Sturlunga saga is the main source of Icelandic history during the 12th and 13th centuries and was written by people who experienced the internal power struggle which ended in Iceland's loss of sovereignty and submission to Norway in 1262-1264; the descriptions of wounds in Íslendinga saga are so detailed that they may be based on eyewitness accounts used in compensation claims. It is also indispensable for the details of social history which it contains. Indirect evidence suggests that it was compiled by Þórðr Narfason (d. 1308), who may also have written Geirmundar þáttr and Haukdæla þáttr and possibly also Sturlu þáttr.

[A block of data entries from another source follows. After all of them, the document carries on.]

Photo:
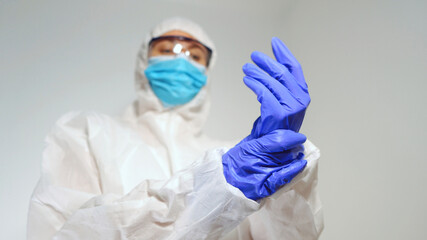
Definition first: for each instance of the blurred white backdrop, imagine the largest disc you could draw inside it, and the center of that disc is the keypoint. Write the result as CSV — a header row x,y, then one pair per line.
x,y
365,63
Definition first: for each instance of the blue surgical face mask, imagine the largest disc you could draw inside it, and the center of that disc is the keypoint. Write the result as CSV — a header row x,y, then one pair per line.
x,y
174,79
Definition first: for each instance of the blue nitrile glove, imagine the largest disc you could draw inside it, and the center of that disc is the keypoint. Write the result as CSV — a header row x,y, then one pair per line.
x,y
280,88
259,167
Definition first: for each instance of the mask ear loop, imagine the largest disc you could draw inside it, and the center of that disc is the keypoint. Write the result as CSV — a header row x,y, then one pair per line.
x,y
177,49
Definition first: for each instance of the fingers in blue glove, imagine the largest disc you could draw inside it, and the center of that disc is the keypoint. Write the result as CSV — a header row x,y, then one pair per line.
x,y
282,74
280,91
276,141
284,175
284,56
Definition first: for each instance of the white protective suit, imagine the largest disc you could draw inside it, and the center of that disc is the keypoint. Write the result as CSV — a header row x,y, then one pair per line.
x,y
154,175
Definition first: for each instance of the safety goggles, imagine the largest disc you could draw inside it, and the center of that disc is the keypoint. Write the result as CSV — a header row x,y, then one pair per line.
x,y
174,45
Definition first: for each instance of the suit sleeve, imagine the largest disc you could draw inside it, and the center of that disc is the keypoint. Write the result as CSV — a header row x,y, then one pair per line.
x,y
75,200
293,212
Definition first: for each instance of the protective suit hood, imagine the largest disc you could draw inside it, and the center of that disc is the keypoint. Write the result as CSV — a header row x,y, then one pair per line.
x,y
147,105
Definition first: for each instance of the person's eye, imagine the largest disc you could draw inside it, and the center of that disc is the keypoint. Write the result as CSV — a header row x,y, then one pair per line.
x,y
166,51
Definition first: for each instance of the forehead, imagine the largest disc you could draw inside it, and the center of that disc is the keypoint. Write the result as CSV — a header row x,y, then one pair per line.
x,y
178,33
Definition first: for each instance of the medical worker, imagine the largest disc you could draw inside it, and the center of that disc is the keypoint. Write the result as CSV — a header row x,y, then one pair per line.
x,y
154,175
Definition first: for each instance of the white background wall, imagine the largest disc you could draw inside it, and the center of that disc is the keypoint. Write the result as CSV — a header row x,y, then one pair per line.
x,y
365,63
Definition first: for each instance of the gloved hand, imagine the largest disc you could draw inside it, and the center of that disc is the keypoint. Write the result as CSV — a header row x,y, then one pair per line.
x,y
259,167
280,88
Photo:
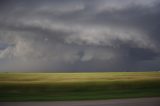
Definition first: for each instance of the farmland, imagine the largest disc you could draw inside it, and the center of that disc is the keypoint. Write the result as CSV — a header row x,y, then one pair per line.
x,y
78,86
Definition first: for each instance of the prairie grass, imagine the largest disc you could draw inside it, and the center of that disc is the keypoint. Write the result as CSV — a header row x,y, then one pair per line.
x,y
78,86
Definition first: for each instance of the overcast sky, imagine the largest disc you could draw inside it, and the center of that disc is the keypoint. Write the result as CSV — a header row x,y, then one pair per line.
x,y
79,35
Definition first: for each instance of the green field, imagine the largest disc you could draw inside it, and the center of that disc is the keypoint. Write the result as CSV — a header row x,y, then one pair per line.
x,y
78,86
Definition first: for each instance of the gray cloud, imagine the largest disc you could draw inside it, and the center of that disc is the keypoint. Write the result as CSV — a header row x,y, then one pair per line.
x,y
81,35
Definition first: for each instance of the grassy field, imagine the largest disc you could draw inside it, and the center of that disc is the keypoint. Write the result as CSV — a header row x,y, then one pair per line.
x,y
78,86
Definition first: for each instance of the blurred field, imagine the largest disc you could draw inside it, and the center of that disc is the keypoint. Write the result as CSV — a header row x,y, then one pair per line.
x,y
78,86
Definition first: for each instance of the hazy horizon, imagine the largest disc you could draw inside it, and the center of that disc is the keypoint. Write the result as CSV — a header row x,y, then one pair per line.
x,y
79,35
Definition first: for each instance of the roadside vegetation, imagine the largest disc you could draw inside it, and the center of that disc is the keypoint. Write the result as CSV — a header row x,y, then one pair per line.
x,y
78,86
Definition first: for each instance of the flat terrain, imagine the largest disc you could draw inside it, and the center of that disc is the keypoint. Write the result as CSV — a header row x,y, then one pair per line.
x,y
123,102
78,86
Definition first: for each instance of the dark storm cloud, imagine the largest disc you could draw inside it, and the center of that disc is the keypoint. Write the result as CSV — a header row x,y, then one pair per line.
x,y
80,35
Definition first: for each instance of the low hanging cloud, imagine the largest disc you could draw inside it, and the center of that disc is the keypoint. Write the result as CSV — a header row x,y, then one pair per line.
x,y
81,35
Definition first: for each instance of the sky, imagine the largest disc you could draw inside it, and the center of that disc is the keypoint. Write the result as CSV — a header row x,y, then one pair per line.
x,y
79,35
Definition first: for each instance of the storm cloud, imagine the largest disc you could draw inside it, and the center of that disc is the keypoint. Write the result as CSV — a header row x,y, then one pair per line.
x,y
79,35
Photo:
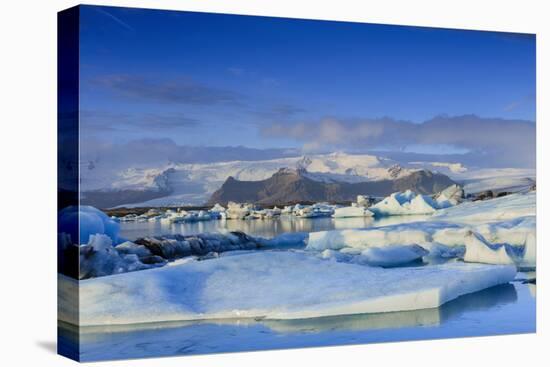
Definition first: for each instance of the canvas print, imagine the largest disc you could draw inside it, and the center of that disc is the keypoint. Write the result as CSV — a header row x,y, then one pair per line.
x,y
234,183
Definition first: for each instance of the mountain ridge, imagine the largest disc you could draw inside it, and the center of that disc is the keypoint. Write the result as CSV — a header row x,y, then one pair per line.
x,y
289,186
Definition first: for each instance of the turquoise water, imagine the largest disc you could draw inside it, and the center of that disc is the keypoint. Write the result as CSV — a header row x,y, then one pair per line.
x,y
267,228
505,309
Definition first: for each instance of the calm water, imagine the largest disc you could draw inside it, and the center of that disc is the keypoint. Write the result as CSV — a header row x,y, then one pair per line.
x,y
266,228
505,309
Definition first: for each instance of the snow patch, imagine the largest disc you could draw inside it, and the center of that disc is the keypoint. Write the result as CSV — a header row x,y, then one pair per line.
x,y
274,285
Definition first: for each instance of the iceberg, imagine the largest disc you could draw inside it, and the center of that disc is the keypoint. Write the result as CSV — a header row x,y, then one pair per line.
x,y
88,221
451,196
365,238
389,256
99,258
478,250
508,242
273,285
494,210
404,203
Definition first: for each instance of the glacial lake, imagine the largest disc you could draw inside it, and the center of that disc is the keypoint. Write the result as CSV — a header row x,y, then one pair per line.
x,y
505,309
267,228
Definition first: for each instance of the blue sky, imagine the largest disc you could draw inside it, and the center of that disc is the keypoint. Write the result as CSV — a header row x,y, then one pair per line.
x,y
207,79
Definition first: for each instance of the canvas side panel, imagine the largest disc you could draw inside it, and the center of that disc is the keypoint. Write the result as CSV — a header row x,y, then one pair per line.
x,y
68,181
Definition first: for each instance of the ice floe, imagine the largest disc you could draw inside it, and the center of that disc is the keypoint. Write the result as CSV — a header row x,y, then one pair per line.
x,y
82,222
511,242
352,212
498,209
274,285
404,203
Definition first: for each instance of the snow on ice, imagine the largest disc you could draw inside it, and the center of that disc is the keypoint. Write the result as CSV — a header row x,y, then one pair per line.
x,y
274,285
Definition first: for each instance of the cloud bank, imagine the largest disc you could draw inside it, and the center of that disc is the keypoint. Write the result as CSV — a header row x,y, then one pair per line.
x,y
174,91
496,142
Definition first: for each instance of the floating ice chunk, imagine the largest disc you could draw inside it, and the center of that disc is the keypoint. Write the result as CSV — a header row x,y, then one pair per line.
x,y
499,209
133,248
88,221
290,239
390,256
364,238
275,285
352,212
480,251
529,254
407,203
451,196
442,252
513,232
99,258
217,208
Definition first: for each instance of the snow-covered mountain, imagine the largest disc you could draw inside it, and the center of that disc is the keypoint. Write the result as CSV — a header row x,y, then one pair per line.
x,y
176,184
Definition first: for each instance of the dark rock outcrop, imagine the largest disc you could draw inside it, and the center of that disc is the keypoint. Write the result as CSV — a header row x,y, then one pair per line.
x,y
290,186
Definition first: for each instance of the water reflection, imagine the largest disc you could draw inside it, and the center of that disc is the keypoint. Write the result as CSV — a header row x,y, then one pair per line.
x,y
267,228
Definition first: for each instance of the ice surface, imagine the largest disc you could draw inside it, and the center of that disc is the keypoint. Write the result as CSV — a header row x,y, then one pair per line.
x,y
89,221
370,237
389,256
404,203
275,285
352,212
480,251
99,258
507,242
499,209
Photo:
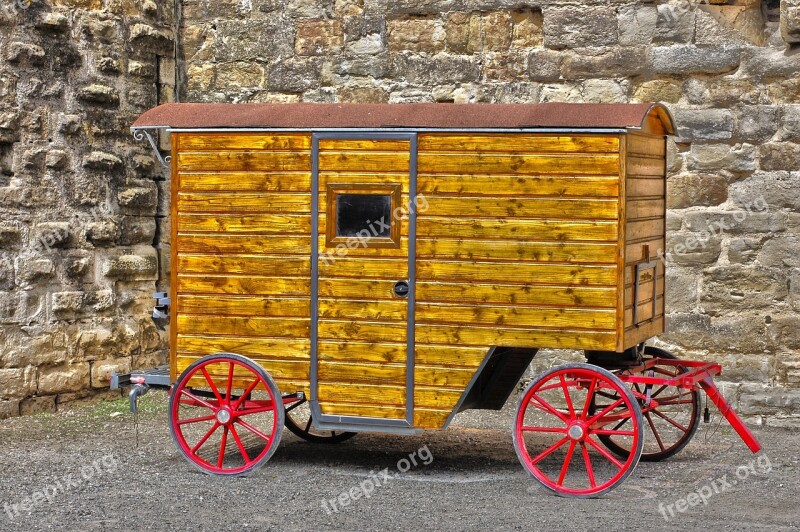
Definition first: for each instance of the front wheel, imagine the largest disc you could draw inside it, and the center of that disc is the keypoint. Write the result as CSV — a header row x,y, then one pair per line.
x,y
556,431
226,415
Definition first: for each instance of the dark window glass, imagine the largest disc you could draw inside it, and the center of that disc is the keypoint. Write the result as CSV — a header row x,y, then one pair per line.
x,y
359,212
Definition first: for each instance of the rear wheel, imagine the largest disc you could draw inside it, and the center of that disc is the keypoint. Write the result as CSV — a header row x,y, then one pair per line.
x,y
671,415
556,433
226,415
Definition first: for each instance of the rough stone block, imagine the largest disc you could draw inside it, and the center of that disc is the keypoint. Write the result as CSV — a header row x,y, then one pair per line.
x,y
38,405
98,160
694,190
739,158
132,267
637,24
102,370
568,27
9,408
65,378
100,94
779,156
318,37
416,35
155,40
738,288
604,63
689,59
704,124
790,20
17,382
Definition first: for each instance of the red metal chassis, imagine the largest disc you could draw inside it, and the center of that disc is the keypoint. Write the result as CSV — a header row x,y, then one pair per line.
x,y
697,374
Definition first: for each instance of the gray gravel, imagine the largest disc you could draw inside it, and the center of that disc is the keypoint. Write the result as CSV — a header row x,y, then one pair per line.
x,y
88,464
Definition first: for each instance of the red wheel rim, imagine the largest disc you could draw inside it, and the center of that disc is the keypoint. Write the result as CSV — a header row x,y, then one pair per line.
x,y
556,431
224,415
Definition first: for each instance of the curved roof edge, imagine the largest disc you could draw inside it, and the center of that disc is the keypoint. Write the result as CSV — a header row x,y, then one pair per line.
x,y
412,116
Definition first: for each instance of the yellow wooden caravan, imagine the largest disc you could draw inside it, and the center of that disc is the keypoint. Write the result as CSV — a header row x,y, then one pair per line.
x,y
388,266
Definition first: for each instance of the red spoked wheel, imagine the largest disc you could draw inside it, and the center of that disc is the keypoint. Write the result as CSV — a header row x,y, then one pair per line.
x,y
671,414
556,434
226,415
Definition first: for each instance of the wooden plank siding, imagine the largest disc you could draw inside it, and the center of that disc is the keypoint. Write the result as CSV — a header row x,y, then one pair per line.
x,y
241,251
645,218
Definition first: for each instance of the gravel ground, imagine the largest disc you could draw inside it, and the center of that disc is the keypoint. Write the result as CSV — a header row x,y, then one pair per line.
x,y
97,478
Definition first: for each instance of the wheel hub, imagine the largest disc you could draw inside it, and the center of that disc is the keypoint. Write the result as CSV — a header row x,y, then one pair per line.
x,y
576,432
224,416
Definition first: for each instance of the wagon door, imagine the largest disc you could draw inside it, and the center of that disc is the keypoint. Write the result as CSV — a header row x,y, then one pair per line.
x,y
362,328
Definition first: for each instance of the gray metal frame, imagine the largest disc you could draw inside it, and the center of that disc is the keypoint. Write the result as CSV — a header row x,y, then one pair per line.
x,y
330,421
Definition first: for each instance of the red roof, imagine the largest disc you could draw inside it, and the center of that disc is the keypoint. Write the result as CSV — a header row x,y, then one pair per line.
x,y
414,116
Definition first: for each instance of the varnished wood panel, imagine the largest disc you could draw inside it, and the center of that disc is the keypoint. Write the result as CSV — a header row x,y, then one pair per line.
x,y
515,316
516,229
245,244
481,163
230,202
263,306
516,143
524,251
245,223
210,161
245,181
521,272
521,207
488,184
270,265
245,285
245,141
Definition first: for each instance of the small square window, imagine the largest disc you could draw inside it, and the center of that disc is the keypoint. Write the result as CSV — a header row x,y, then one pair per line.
x,y
363,212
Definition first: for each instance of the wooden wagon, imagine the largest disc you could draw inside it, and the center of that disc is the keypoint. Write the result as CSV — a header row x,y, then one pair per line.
x,y
349,268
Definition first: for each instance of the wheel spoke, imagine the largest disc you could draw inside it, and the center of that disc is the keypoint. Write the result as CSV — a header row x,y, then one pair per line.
x,y
249,411
548,408
588,462
655,432
589,398
205,438
670,420
221,457
196,400
230,381
549,450
196,419
210,382
252,429
567,397
606,410
567,460
239,445
295,405
247,392
605,453
562,430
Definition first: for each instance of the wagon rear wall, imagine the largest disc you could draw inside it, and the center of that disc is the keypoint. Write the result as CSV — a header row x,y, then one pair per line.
x,y
523,239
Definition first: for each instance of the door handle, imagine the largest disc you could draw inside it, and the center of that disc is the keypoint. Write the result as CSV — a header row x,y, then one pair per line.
x,y
401,289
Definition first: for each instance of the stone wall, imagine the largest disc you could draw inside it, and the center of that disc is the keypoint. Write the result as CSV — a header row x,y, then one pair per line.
x,y
74,73
78,199
727,69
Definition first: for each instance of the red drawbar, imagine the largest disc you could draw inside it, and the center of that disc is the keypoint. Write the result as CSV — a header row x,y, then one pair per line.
x,y
700,374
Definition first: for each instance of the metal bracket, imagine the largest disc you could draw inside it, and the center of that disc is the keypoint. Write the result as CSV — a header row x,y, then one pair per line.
x,y
144,133
652,264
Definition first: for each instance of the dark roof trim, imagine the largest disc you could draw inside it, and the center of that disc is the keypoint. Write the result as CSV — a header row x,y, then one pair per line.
x,y
410,116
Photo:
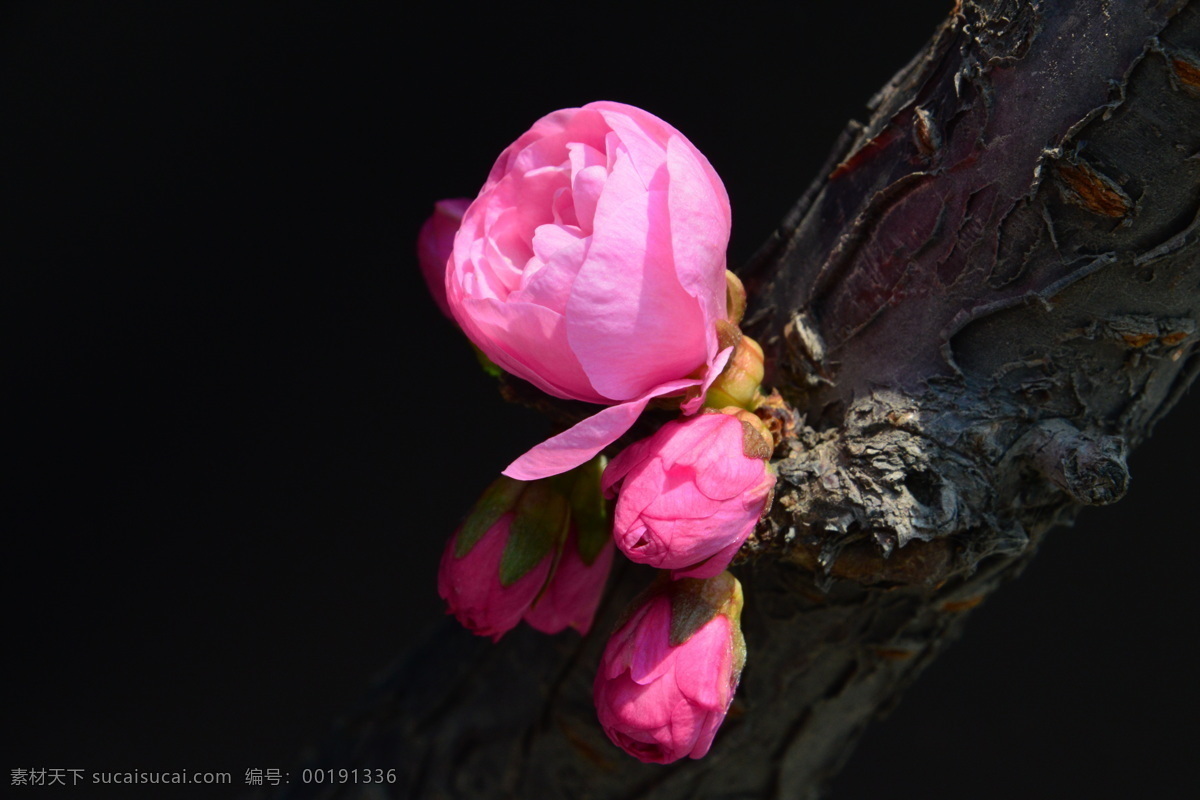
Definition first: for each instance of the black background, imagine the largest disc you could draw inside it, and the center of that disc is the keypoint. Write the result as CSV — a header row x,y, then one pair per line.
x,y
241,432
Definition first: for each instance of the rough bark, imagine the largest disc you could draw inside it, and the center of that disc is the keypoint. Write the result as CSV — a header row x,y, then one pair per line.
x,y
987,298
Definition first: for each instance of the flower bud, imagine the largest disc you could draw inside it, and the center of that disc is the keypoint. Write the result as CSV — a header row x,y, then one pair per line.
x,y
691,493
435,244
741,382
735,299
537,551
499,559
670,671
574,593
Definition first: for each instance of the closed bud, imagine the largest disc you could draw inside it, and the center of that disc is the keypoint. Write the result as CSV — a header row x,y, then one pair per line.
x,y
574,591
538,551
670,671
741,383
690,494
735,299
499,559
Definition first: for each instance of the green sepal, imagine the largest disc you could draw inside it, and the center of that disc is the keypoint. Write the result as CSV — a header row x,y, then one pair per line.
x,y
489,366
538,529
589,510
497,500
695,602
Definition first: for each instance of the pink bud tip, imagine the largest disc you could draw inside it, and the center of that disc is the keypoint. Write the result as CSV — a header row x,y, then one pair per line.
x,y
690,494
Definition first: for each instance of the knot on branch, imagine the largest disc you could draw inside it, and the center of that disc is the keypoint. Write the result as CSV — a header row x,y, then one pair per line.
x,y
1090,468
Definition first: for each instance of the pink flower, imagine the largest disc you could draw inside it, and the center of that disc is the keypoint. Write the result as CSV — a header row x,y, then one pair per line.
x,y
663,689
592,264
690,494
435,244
473,589
574,593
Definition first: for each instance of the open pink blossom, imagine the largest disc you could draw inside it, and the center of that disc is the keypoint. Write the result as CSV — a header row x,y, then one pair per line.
x,y
592,264
690,494
435,244
661,696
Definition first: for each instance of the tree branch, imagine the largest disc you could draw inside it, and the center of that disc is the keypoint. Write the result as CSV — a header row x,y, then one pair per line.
x,y
987,298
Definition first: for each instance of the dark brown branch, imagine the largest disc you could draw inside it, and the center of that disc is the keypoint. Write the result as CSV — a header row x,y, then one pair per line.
x,y
989,294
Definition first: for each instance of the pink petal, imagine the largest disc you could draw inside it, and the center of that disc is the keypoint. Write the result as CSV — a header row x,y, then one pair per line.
x,y
587,438
629,320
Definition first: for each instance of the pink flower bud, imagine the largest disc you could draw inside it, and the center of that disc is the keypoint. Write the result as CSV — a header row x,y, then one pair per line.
x,y
435,244
537,551
691,493
574,593
669,674
498,560
587,221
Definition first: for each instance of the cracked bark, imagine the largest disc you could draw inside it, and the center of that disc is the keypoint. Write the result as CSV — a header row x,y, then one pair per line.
x,y
983,301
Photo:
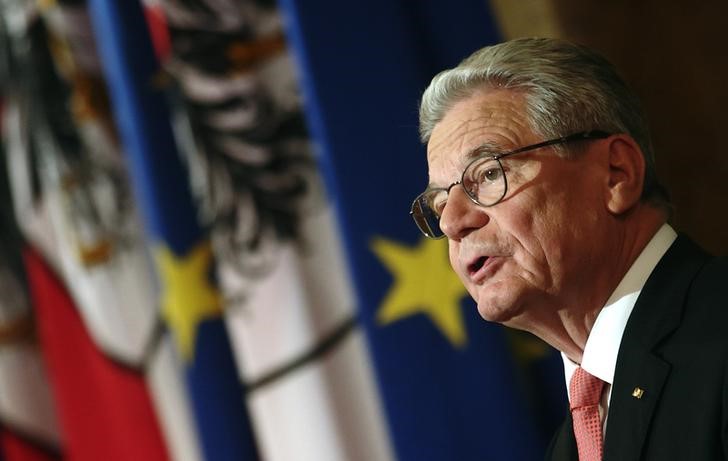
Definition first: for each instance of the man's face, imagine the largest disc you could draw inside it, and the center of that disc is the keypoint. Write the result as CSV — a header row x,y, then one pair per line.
x,y
531,252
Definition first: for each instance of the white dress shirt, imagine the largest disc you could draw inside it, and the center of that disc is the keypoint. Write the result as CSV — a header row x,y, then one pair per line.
x,y
602,345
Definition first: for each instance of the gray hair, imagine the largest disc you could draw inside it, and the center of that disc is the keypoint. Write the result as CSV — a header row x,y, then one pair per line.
x,y
568,88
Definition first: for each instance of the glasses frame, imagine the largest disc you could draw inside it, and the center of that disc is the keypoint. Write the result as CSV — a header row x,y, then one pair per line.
x,y
581,136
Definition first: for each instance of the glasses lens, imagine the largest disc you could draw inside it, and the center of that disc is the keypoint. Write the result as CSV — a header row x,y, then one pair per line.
x,y
484,181
426,211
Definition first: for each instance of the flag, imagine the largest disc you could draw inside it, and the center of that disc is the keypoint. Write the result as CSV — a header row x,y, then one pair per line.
x,y
451,387
87,274
29,428
289,304
189,301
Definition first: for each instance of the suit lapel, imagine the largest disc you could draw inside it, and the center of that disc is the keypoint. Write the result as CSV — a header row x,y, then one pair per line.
x,y
563,445
640,374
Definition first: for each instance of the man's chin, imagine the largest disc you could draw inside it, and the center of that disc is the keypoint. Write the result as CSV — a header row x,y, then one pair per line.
x,y
496,312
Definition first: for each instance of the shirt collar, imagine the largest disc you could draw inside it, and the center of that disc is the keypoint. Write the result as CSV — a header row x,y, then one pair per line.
x,y
602,345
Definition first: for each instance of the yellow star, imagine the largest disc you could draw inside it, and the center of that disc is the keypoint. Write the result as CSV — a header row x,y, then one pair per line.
x,y
187,295
423,283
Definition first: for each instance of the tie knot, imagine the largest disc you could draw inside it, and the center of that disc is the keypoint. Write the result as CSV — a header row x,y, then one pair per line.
x,y
585,389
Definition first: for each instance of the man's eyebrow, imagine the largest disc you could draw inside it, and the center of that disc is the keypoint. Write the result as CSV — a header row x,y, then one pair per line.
x,y
488,147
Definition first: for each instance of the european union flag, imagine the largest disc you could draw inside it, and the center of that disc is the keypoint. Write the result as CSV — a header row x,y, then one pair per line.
x,y
190,302
449,380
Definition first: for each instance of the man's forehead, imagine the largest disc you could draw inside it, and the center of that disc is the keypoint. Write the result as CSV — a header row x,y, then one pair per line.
x,y
493,121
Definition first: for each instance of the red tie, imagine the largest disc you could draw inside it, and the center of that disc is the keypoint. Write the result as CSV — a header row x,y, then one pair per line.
x,y
586,391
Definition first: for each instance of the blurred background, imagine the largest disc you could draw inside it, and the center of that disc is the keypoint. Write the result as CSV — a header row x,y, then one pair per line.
x,y
205,247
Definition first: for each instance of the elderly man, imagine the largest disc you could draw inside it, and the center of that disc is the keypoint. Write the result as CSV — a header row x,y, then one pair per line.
x,y
543,181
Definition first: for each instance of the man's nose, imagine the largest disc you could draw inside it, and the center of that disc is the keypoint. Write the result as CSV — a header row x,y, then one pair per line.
x,y
461,215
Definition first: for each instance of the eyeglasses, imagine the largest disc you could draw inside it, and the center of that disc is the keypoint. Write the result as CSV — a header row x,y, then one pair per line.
x,y
484,181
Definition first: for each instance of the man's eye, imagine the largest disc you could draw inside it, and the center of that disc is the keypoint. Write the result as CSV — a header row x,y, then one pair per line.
x,y
438,203
490,174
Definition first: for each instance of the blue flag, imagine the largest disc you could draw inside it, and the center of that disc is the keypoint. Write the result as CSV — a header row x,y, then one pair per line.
x,y
451,383
190,303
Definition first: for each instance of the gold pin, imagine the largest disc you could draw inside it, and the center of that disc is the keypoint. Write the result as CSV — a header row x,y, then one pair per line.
x,y
638,392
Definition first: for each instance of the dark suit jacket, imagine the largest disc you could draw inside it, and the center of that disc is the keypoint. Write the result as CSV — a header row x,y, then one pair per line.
x,y
675,348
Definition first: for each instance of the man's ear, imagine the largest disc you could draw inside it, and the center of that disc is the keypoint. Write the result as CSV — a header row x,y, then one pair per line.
x,y
626,173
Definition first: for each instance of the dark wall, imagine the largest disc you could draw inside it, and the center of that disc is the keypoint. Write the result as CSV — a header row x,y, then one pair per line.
x,y
675,56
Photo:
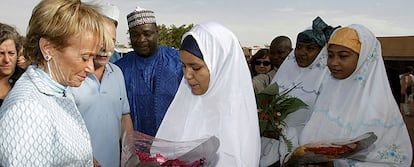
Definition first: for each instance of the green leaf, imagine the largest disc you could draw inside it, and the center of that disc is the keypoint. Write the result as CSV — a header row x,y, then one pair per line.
x,y
270,90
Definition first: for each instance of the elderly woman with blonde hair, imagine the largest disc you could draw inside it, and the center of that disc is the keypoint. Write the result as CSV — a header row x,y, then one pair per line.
x,y
40,124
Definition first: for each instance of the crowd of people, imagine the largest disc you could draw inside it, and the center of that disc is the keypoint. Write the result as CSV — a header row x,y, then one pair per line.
x,y
67,97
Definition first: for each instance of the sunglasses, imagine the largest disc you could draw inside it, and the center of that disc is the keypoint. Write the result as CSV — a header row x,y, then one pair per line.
x,y
265,63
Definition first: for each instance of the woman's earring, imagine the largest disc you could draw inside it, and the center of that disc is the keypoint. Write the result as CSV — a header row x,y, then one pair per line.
x,y
47,57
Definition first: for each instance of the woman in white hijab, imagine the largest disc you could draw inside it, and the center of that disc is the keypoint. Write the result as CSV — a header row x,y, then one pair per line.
x,y
301,73
356,98
216,97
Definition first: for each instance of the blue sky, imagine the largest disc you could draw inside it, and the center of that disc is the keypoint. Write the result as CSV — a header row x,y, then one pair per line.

The work is preserved in somewhat differing versions in two defective Western Icelandic parchments dating to the second half of the 14th century, the Króksfjarðarbók and the Reykjafjarðarbók (AM 122 a fol. and AM 122 b fol.), and in 17th-century paper manuscripts derived from these. The former also contains material from Hákonar saga Hákonarsonar; the latter contains interpolations from Þorgils saga Skarða and also contains Sturlu þáttr and two sagas which are not usually counted as part of Sturlunga saga, Jartegna saga Guðmundar biskups and Arna saga biskups.

It has been translated into English by Julia H. McGrew, with the occasional assistance of Sigurður Nordal. This translation features oddities such as excerpts from a letter or a Lorem ipsum placeholder in the middle of the text.